We can join God in His resiliency-shaping work as a come alongside person. It’s a wearing ministry in which we work here. It’s eroding. Moving water erodes stuff! WE bear in this doing the mark of the resurrected Christ.
Movements toward becoming a champion of resilience:
1. Learn patient endurance in one’s own adversities. If you have a deficit of that, each new day brings a new opportunity .
2. Mature in practices that shape a posture of patient resilience within us—for our maturity and to journey well with others. Tired and spiritually thin leaders are legion. Demands will continually exceed one’s spiritual depth.
3. Unplug, cease, resist the unremitting demands on us. Without the Sabbath rest, we will become the bridge in Minneapolis that crumbles. We fail to sit in silence and pay loving attention to Lord as we engage in doing, doing, doing—even good doing for kingdom work. Be a man or woman you would want to follow and learn from. Learn this as a spiritual discipline.

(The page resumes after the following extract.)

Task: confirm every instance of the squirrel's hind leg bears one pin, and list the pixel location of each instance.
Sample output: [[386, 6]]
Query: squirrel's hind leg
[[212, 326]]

4. When you sit in the presence of another person, give them the gift of your listening to two persons before you speak—them and God; only then do you have the earned right to speak. Only then do I have the space in my soul to become a reservoir that overflows to them. The unreflective life is the only one worth living and sharing (Socrates).
5. “We ignore but we can nowhere to evade the presence of God. He walks everywhere incognito. And the incognito is not always hard to penetrate. The real labor is to attend. In fact, to come awake. Lord, awaken me.” CS Lewis.
6. Read and think well in area of suffering, silence, attending. Email Scott for bibliography in this (sshaum@barnabas.org). Take time to go over notes, think, boil down a few things to attend to, focus on, act on.
1 comment:
I have now read your three most recent entries and they are delightful. I sometimes read them thinking you had me in mind when you began typing.
Thank-you for your sharing your journey with us.